AWS Fault Injection Simulator supports best practice chaos engineering parameters to make it easy to get started building and running chaos experiments, without needing to install any agents. Sample experiments are available to use as a starting point for common chaos scenarios. Fully managed fault injection actions are used to define actions such as stopping an instance, throttling an API, and failing over a database. Fault Injection Simulator supports Amazon CloudWatch and third party monitoring tools via Amazon EventBridge so that you can use your existing metrics to monitor Fault Injection Simulator experiments.
Run real-world scenarios
Simplistic scenarios can be insufficient to create the real-world conditions that cause failure so AWS Fault Injection Simulator supports gradually and simultaneously impairing performance of different types of resources, APIs, services, and geographic locations. Affected resources can be randomized, and custom fault types can be created using AWS Systems Manager to further increase complexity.
Fine grained safety controls
When running experiments in live environments, there’s a risk of unintended impact. To provide guardrails and keep your chaos experiments under control, AWS Fault Injection Simulator allow you to target based on environments, application, and other dimensions using tags. For example, you could increase CPU utilization on 10% of your instances with the tag “environment”:“prod”. Fault Injection Simulator also has the option to set rules based on Amazon CloudWatch Alarms or other tools to stop an experiment. For example, an experiment can be set to stop before completion if a web page response time decreases below an acceptable level.
Integrated security model
AWS Fault Injection Simulator is integrated with AWS Identity and Access Management (IAM) so that you can control which users and resources have permission to access and run Fault Injection Simulator experiments, and which resources and services can be affected.

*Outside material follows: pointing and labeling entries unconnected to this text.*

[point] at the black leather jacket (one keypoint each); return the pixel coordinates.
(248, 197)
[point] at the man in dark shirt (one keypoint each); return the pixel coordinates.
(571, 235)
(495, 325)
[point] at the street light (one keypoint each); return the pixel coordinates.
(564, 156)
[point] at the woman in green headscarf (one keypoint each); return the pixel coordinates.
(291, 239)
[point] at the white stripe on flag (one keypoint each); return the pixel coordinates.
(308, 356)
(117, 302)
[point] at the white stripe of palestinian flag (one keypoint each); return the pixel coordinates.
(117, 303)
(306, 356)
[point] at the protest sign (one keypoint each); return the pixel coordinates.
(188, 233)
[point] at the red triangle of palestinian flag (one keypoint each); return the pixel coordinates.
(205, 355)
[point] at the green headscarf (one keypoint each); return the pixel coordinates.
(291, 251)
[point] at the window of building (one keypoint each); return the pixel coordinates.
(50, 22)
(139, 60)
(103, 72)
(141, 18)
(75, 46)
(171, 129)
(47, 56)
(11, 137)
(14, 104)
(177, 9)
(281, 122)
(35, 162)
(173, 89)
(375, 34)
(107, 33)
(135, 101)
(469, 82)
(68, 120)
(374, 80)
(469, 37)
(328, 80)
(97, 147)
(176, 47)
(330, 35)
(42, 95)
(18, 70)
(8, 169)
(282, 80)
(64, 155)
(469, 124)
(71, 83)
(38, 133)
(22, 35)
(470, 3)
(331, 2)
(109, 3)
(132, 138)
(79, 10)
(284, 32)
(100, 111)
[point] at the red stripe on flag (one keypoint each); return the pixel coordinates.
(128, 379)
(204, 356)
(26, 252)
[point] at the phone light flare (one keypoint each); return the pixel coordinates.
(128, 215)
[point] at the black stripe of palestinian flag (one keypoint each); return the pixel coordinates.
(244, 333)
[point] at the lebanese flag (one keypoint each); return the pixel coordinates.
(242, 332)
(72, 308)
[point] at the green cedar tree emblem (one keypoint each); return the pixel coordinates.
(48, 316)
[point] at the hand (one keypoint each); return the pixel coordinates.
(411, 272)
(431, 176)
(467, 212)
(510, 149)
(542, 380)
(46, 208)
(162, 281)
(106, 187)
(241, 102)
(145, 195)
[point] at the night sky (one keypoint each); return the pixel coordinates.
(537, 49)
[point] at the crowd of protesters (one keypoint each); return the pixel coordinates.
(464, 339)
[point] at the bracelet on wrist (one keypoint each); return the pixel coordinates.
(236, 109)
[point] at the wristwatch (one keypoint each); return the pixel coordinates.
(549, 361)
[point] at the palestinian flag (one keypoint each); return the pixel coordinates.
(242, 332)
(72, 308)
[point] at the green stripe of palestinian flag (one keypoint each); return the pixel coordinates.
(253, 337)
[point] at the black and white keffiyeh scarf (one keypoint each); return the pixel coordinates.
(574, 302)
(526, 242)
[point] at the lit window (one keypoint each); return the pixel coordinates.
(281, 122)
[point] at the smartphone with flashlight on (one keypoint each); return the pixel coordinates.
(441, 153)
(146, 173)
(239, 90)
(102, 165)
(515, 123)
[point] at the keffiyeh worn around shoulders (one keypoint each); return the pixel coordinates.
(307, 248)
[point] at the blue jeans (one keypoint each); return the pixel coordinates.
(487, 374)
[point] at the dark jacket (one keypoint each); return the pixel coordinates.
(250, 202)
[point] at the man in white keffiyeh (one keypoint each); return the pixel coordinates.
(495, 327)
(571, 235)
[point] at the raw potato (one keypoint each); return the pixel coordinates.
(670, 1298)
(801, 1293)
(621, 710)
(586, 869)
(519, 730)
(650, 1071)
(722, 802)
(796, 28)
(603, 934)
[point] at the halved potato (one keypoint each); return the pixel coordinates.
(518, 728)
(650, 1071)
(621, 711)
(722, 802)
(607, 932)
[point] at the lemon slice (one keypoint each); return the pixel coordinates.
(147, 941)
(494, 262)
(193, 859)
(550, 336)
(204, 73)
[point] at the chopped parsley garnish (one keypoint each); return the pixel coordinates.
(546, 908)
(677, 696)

Visibility throughout an experiment
AWS Fault Injection Simulator provides visibility throughout every stage of an experiment via the console and APIs. As an experiment is running you can observe what actions have executed. After an experiment has completed you can see details on what actions were run, if stop conditions were triggered, how metrics compared to your expected steady state, and more. To support accurate operational metrics and effective troubleshooting, you can also identify what resources and APIs are affected by a Fault Injection Simulator experiment.
Console and programmatic access
You can use AWS Fault Injection Simulator with the AWS Management Console, AWS CLI, and AWS SDKs. The Fault Injection Simulator APIs allow you to programmatically access the service so that you can integrate chaos testing into your CI/CD pipeline and custom tooling.